Even though they all follow the same basic axioms, we have dozens of different kinds of probability. A few examples are
Any finite list of numbers that is nonnegative and sums to one
Any infinite list of numbers that is nonnegative and whose infinite sum converges to one
Any nonnegative function on the unit interval whose integral is equal to one
The certainty of a logical proposition being true
The doubt that something in the past happened
The likelihood that future events will occur
A person’s internal beliefs about the world
The relative frequencies of occurrences that currently exist in the world
The relative frequencies of hypothetical infinite populations
The preponderance of evidence in a civil case
These are all sort of the same, but they’re also quite different in important ways. In the next post, I’ll describe the two places where I think these varied conceptions all seem to align.
The analogy with the generality of vector spaces is actually quite good. It really underscores the fact that, just as in the case of vectors it’s the common axiomatic framework that comes with a variety of concrete models of vector spaces, the relational structure of Kolmogorov’s axioms plays the main role in applications rather than any sort of a unified notion of uncertainty or chance. There are many models of Kolmogorov’s axioms, each comes with its own semantics. More or less what I wrote here: https://realizable.substack.com/p/probabilities-coherence-correspondence.
The last Kolmogorov axiom is usually called countable additivity, not subadditivity. (What's usually called subadditivity would give you an "outer measure," not a measure.) Actually, the restriction to *countable* collections has always struck me as a little bizarre and (a priori) hard to justify. So far as I know, that restriction is only made to get a useful collection of limit theorems for random variables and the expected value: limits of random variables are still random variables, etc. You wouldn't have those if you only had finite additivity.

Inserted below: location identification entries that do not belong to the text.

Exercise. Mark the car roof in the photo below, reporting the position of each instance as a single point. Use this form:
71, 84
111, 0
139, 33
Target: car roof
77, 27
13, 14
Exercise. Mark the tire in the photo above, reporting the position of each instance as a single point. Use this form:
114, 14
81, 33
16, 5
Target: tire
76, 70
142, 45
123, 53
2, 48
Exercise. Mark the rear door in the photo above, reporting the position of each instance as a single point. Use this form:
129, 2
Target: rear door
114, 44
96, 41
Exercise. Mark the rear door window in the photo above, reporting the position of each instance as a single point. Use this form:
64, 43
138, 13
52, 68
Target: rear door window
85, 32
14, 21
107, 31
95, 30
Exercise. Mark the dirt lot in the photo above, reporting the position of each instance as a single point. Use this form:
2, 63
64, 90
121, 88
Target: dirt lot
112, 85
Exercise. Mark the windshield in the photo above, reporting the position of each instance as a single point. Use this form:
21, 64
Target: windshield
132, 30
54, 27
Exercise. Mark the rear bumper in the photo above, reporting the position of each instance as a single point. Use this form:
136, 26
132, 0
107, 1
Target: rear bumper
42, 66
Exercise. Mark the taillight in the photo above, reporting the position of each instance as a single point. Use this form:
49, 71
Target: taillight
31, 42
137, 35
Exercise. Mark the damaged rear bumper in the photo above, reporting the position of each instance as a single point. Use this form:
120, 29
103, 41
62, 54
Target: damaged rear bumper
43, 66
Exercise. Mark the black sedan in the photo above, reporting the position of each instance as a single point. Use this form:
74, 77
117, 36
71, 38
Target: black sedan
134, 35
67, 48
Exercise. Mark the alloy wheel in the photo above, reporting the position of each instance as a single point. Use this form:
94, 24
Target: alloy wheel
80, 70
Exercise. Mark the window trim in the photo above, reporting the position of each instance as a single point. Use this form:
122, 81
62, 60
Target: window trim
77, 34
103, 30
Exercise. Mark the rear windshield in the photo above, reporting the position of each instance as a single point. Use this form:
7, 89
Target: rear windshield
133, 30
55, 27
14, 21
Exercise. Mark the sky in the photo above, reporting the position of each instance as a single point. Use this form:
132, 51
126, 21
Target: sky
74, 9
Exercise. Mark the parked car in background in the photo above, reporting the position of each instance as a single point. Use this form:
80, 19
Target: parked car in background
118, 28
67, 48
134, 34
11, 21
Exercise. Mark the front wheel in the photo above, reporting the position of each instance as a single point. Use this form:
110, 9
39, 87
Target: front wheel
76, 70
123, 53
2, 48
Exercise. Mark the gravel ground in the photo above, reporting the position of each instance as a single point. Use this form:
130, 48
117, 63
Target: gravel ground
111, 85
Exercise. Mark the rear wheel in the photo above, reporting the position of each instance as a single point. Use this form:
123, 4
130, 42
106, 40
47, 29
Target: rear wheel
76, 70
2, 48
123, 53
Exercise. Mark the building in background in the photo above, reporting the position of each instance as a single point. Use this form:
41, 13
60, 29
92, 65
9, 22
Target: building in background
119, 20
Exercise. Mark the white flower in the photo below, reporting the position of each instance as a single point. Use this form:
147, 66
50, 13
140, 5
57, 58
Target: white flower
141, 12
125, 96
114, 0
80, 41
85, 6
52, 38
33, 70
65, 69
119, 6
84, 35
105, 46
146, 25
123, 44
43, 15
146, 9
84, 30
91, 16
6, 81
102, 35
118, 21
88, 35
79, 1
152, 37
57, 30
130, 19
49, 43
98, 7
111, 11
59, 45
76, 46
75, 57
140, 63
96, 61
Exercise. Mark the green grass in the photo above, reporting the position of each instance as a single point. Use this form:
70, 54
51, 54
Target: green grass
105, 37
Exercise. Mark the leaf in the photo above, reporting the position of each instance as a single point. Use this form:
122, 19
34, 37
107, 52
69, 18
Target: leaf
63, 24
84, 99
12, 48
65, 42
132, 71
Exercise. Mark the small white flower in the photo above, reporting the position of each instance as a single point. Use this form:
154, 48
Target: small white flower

In the function theory and geometric measure theory that the Kolmogorov axioms are a special case of, the countable additivity is at least legitimized by all the natural examples (Lebesgue measure, Haar measure, Hausdorff measure, etc. or measures with density relative to these) which tend to be the actual objects of study. But I've never seen a similarly convincing case in the context of real-life probability (whatever "real-life probability" might be).